Sen. Joe Pennacchio has been honored with the prestigious “Award for Conservative Achievement” in recognition of his 2018 legislative voting record. (ACU Foundation)
“I am honored to receive this recognition by the oldest grassroots conservative organization in the United States,” Pennacchio said. “I’ve always believed that overtaxed and vulnerable New Jerseyans deserve to have a fighting voice in Trenton. This award proves it is possible to be fiscally conservative and maintain a social conscience at the same time.”
The American Conservative Union Foundation is the nation’s largest and oldest grassroots conservative organization. Pennacchio received the “Award for Conservative Achievement” for his votes on key legislation during the 2018 legislative session. To obtain this designation, a legislator must score an 80% or higher on the ACU’s scorecard. Pennacchio has a lifetime average of 92%. In order to determine who receives this award, the ACU Foundation researches voting records and compiles a rating list for every state legislature in the country.

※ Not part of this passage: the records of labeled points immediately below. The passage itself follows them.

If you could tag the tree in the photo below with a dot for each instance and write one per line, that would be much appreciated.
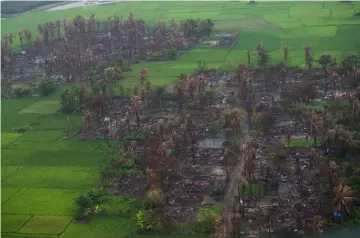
(343, 197)
(308, 56)
(317, 224)
(249, 56)
(326, 60)
(286, 53)
(46, 86)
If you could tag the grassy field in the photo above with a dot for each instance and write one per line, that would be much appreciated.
(329, 27)
(42, 174)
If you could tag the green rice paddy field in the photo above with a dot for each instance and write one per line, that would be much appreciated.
(42, 174)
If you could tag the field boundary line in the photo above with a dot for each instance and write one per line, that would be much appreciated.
(65, 228)
(3, 202)
(3, 179)
(31, 216)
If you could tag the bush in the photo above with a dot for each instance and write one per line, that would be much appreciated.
(19, 91)
(146, 221)
(90, 204)
(206, 220)
(72, 100)
(22, 129)
(46, 86)
(153, 198)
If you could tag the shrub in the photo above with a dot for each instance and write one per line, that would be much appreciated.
(46, 86)
(146, 221)
(206, 220)
(171, 52)
(153, 198)
(19, 91)
(22, 129)
(90, 204)
(72, 100)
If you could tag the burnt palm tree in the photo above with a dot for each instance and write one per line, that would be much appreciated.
(317, 224)
(286, 49)
(308, 56)
(343, 197)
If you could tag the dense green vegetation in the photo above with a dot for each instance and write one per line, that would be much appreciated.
(43, 172)
(14, 7)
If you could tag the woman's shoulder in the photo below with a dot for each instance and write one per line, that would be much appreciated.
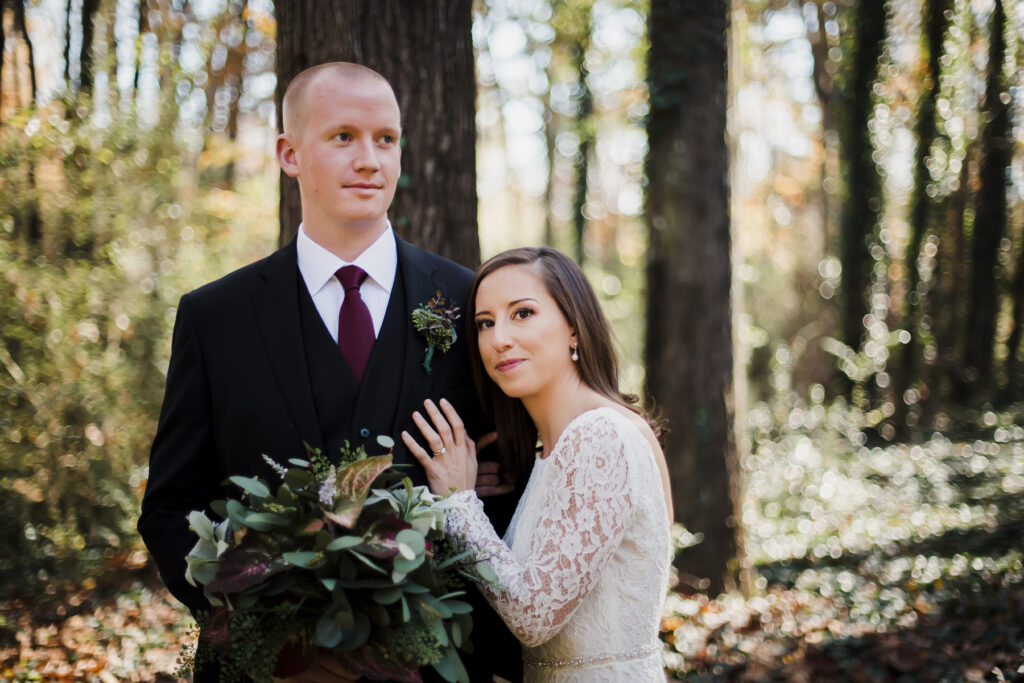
(603, 427)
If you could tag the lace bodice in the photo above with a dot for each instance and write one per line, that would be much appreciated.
(584, 566)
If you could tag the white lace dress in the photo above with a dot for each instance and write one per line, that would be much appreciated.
(584, 566)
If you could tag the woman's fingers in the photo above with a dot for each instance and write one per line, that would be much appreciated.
(433, 439)
(440, 424)
(417, 451)
(458, 428)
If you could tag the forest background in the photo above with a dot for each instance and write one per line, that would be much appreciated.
(805, 219)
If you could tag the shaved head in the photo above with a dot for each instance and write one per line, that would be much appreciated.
(294, 107)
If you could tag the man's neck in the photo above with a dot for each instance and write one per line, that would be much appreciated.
(346, 242)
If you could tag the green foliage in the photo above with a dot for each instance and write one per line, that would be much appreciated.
(101, 228)
(865, 551)
(337, 557)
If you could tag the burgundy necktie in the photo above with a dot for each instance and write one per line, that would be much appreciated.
(355, 328)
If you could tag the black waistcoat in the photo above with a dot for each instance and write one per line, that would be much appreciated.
(347, 410)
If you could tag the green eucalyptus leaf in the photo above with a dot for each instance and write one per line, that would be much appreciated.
(458, 606)
(200, 523)
(355, 637)
(298, 479)
(406, 613)
(304, 559)
(251, 485)
(328, 633)
(387, 596)
(369, 562)
(344, 542)
(237, 512)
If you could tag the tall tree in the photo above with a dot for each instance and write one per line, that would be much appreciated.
(688, 351)
(990, 216)
(425, 49)
(22, 26)
(85, 75)
(2, 43)
(931, 45)
(861, 181)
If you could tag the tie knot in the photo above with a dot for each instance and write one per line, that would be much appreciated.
(351, 276)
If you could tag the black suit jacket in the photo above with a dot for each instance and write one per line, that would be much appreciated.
(238, 386)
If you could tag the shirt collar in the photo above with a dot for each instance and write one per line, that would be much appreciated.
(317, 265)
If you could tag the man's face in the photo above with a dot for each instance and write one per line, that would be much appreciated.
(344, 153)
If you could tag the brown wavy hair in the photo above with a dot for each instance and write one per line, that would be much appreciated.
(598, 365)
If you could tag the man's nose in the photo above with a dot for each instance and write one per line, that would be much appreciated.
(366, 156)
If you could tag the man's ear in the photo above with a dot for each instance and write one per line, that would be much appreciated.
(287, 156)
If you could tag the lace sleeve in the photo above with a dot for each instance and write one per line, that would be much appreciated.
(586, 507)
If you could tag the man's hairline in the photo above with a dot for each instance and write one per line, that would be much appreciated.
(307, 78)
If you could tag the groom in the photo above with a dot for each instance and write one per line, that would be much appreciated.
(313, 343)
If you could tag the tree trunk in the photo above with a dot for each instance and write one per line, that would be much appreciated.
(85, 76)
(585, 133)
(990, 219)
(143, 27)
(862, 184)
(67, 46)
(425, 49)
(935, 29)
(3, 39)
(22, 26)
(688, 351)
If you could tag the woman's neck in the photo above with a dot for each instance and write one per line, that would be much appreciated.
(553, 409)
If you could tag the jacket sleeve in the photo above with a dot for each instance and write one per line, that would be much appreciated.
(183, 470)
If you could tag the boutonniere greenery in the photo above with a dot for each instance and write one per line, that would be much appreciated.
(436, 323)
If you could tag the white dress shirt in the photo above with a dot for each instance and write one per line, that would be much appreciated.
(317, 265)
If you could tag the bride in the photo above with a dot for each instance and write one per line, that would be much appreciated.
(583, 568)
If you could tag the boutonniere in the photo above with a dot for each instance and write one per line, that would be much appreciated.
(436, 323)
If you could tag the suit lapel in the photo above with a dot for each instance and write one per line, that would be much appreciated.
(420, 286)
(276, 306)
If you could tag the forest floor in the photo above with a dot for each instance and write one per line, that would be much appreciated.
(870, 561)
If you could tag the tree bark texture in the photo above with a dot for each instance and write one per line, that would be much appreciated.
(425, 49)
(990, 217)
(910, 368)
(862, 184)
(85, 76)
(23, 27)
(688, 351)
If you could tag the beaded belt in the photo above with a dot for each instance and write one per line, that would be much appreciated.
(591, 660)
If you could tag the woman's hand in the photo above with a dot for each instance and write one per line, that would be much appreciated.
(452, 464)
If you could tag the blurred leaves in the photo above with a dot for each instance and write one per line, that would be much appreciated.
(101, 228)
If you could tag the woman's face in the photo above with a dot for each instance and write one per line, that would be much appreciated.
(523, 338)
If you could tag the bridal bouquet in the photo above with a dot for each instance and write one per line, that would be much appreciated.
(350, 558)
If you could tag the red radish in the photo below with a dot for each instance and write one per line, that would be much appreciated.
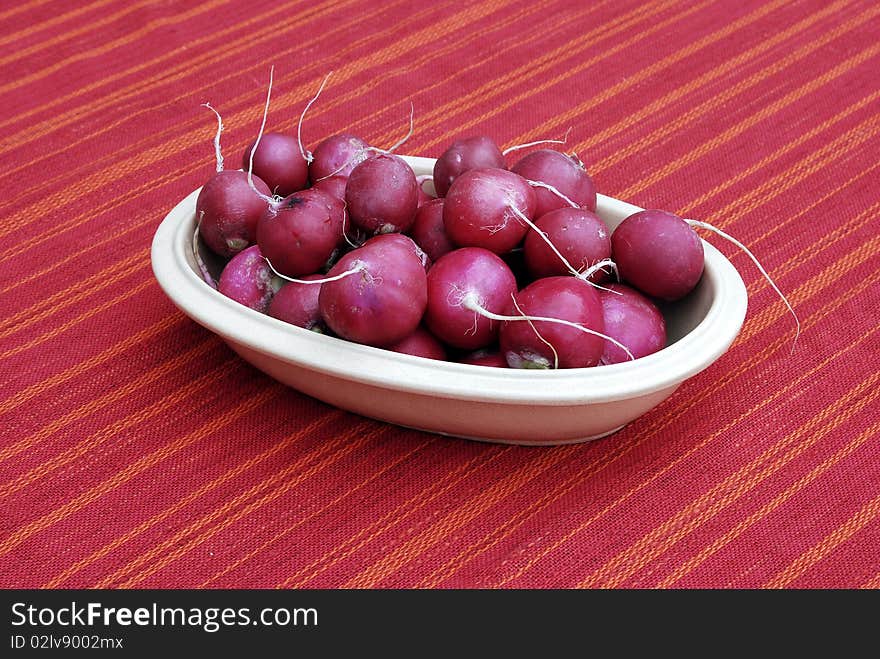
(248, 280)
(298, 235)
(467, 273)
(564, 173)
(658, 253)
(428, 230)
(485, 357)
(278, 161)
(462, 156)
(228, 209)
(297, 304)
(632, 319)
(421, 343)
(577, 233)
(483, 208)
(382, 195)
(542, 344)
(338, 155)
(383, 302)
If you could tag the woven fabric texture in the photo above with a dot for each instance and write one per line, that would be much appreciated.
(138, 450)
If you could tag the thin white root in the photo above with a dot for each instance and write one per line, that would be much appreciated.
(517, 147)
(709, 227)
(470, 302)
(217, 152)
(272, 201)
(206, 274)
(357, 267)
(306, 154)
(537, 333)
(547, 186)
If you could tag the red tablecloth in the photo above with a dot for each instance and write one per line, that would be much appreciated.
(139, 451)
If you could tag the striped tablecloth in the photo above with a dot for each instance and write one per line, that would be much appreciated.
(138, 451)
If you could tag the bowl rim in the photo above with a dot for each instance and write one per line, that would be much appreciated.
(171, 261)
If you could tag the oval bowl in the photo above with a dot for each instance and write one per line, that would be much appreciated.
(476, 402)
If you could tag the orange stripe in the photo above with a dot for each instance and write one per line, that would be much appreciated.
(369, 533)
(101, 358)
(104, 306)
(764, 113)
(684, 119)
(167, 402)
(671, 416)
(463, 513)
(75, 505)
(328, 417)
(832, 541)
(90, 26)
(663, 537)
(767, 508)
(269, 489)
(178, 553)
(63, 298)
(106, 47)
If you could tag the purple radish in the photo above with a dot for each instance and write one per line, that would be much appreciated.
(483, 209)
(462, 156)
(467, 273)
(297, 304)
(421, 343)
(578, 234)
(542, 344)
(382, 195)
(564, 173)
(428, 231)
(382, 298)
(633, 320)
(248, 280)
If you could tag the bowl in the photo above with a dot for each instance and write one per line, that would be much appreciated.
(511, 406)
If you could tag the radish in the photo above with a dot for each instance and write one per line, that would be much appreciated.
(634, 321)
(467, 273)
(565, 174)
(578, 234)
(297, 304)
(382, 195)
(462, 156)
(384, 299)
(421, 343)
(248, 280)
(428, 231)
(563, 325)
(484, 207)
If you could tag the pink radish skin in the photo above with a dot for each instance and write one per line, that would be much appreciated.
(382, 195)
(565, 298)
(428, 230)
(462, 156)
(456, 275)
(299, 235)
(478, 209)
(633, 320)
(278, 161)
(561, 171)
(228, 211)
(658, 253)
(420, 343)
(338, 155)
(248, 280)
(485, 358)
(384, 302)
(297, 304)
(580, 236)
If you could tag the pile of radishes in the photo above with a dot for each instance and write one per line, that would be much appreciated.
(507, 266)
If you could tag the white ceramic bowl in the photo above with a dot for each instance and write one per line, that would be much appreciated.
(476, 402)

While Senator Pennacchio has been recognized as a strong fiscal conservative, throughout his tenure in the New Jersey Legislature, Pennacchio has also been a strong advocate for homeowners, families, and the state’s most vulnerable residents.
Earlier this year, Pennacchio introduced “Mallory’s Law,” legislation that strengthens and standardizes New Jersey’s anti-bullying laws. “Mallory’s Law” is named in honor of Mallory Rose Grossman, a 12-year-old Rockaway student who committed suicide after being the victim of relentless bullying.
Pennacchio has also led the effort to create a pathway to justice for those wrongfully convicted. His bipartisan legislation would create the “New Jersey Innocence Study and Review Commission,” which would review all aspects of criminal cases involving wrongful conviction in New Jersey and recommend reforms to reduce the likelihood of wrongful conviction occurring in the future.
“While I am humbled to earn this honor from the ACU, representing and serving the great people of New Jersey continues to be the greatest privilege bestowed upon me,” Pennacchio added. “No matter if I am fighting the good fight to lower taxes, or sponsoring landmark legislation to give a voice to the vulnerable, I always have the best interest of New Jerseyans at heart.”